Après cela, ils ont continué à boire du thé et à discuter tranquillement, s’amusant clairement. Il était évident qu’ils avaient des liens profonds et qu’ils étaient à l’aise en compagnie l’un de l’autre.
Song You tourna la tête pour regarder dehors. La lumière du soleil était vive et forte, ce qui faisait instinctivement plisser les yeux.
Une grande charrette laquée passait lentement le long de la rue, transportant de nombreux passagers. C’était un trajet partagé. Il y avait de plus petites calèches tirées par des chevaux avec un petit tambour au sommet qui battait une fois pour chaque li qu’ils parcouraient. On voyait beaucoup de jeunes domestiques courir dans les rues, portant des récipients de nourriture ou des bols de riz.
Cela donnait souvent aux gens un sentiment d’irréalité fugace et onirique.
Dans cette ville, où l’on pouvait prendre un carrosse public, se déplacer dans une charrette à tambour mesurant les distances, louer un cheval ou même se faire livrer des repas à domicile, avoir un peu d’argent de côté signifiait qu’ils pouvaient profiter de la vie comme ces gens du quartier. Par beau temps, ils pouvaient se réunir avec trois ou cinq amis et trouver un endroit pour s’asseoir et boire du thé. Ils pouvaient discuter, se prélasser au soleil, déguster le thé et savourer leur amitié.
Mais s’ils n’avaient pas d’argent… Alors c’était eux qui offraient ce loisir aux autres.
Enfin, le conteur arriva.
Ce conteur était légèrement enrobé et souriait joyeusement. Il commença par : « J’ai entendu quelques histoires ces deux derniers jours, et je vais les partager avec tout le monde. »
C’était la différence entre un conteur dans un salon de thé et un conteur dans un théâtre. Le conteur de la maison de thé racontait des histoires fragmentées, le but premier des clients étant de boire du thé, de discuter et de socialiser avec des amis. Un conteur de la maison de thé partageait de petites histoires amusantes et des rumeurs récentes, ce qui était approprié et testait leur accès à l’information.
D’un autre côté, les gens qui allaient au théâtre allaient vraiment écouter des contes, où le conteur récitait souvent de longues sagas, ce qui exigeait une compétence de narration plus approfondie.
Dès que le conteur commença, le bruit en bas s’apaisa progressivement et tout le monde tourna son attention vers le conteur dodu.
Le conteur fit claquer son éventail pliant en souriant et dit : « La première nouvelle est que le général Chen Ziyi a été rappelé à la capitale.

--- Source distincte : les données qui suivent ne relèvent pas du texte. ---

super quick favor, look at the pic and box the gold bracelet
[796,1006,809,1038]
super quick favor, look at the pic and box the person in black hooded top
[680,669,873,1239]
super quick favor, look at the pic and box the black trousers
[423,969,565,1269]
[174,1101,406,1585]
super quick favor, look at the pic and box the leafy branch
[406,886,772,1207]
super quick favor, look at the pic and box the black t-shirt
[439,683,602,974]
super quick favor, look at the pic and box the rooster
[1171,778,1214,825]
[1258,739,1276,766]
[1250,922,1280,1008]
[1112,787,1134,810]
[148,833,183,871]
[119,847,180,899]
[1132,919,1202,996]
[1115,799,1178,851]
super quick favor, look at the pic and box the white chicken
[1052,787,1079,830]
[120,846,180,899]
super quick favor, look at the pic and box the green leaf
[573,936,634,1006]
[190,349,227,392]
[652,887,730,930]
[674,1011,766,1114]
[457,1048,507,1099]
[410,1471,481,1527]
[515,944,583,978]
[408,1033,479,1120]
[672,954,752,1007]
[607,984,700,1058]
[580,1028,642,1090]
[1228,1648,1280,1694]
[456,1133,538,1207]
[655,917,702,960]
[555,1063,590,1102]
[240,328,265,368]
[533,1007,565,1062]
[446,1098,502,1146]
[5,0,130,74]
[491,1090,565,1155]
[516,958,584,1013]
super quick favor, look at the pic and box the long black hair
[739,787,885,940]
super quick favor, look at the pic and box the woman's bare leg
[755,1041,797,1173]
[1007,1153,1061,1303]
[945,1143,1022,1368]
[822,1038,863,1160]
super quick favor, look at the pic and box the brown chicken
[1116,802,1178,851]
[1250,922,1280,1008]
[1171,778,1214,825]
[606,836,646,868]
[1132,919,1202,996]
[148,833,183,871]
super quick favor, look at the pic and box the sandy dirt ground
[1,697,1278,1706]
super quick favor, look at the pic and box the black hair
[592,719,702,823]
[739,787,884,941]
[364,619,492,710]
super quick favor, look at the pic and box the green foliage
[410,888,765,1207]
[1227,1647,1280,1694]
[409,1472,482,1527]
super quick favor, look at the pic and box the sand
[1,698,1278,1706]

Il pourrait arriver dans la capitale dans quelques jours. Quant à la source de cette nouvelle, elle vient directement de la maison du général Chen Ziyi, racontée par ses propres parents. »
« Pourquoi le général Chen a-t-il été soudainement rappelé à la capitale ? »
« Cela, je ne sais pas. »
L’Empire du Grand Yan avait toujours été une société ouverte, et les discussions publiques sur les affaires de l’État étaient courantes. Mais en tant que conteur qui gagnait sa vie de cette manière, il ne pouvait naturellement pas dire ce qu’il pensait ou parler aussi librement que le grand public.
Le public en dessous commença à discuter entre eux.
Certains spéculèrent que l’empereur avait l’intention de faire à nouveau la guerre dans le nord. D’autres pensaient que le général Chen Ziyi était sur le point de recevoir une autre promotion ou de se voir attribuer un nouveau titre.
Il y avait aussi ceux qui pensaient que les exploits de Chen Ziyi dans la bataille de Lanshui quelques années auparavant, ses victoires répétées contre les nomades du nord et son succès dans la répression de la rébellion indigène du sud deux ans auparavant avaient rendu ses mérites et sa réputation trop grands, et qu’il risquait maintenant d’être confronté à la répression.
Pour Song You, tout cela ressemblait à écouter l’histoire. Mais cette histoire se déroulait juste autour de lui.
A ce moment-là, un chat surgit soudainement devant lui.
Le serveur du salon de thé cria immédiatement : « D’où vient ce chat errant ? Sors, sors… »
Le chat tourna la tête pour le regarder, puis se tourna vers Song You, et finalement regarda vers l’entrée en diagonale en face d’eux.
Quelqu’un se tenait sur le pas de la porte, examinantl’enseigne du magasin.
« … » Song You jeta un coup d’œil au demi-bol de thé restant devant lui, se sentant un peu désolé. Il avait initialement prévu de s’y attarder tout l’après-midi. Mais maintenant, il ne pouvait que le ramasser et le finir d’une seule gorgée.
Il se leva et sortit du salon de thé.
« Vous observez cet endroit depuis un moment. Êtes-vous troublé par un esprit maléfique et souhaitez-vous que quelqu’un le chasse ? » demanda lentement Song You alors qu’il se dirigeait vers l’entrée.
« Êtes-vous le propriétaire de cette boutique ? » L’homme tourna la tête. C’était un homme mince, d’âge moyen, habillé comme l’intendant d’une famille riche.
« Je le suis. »
« Que signifie ce panneau sur « l’extermination des rongeurs » ? »
« … » Song You baissa les yeux vers le chat calico à ses pieds, et le chat leva par hasard les yeux vers lui, perplexe. Le chat s’assit alors un peu plus correctement.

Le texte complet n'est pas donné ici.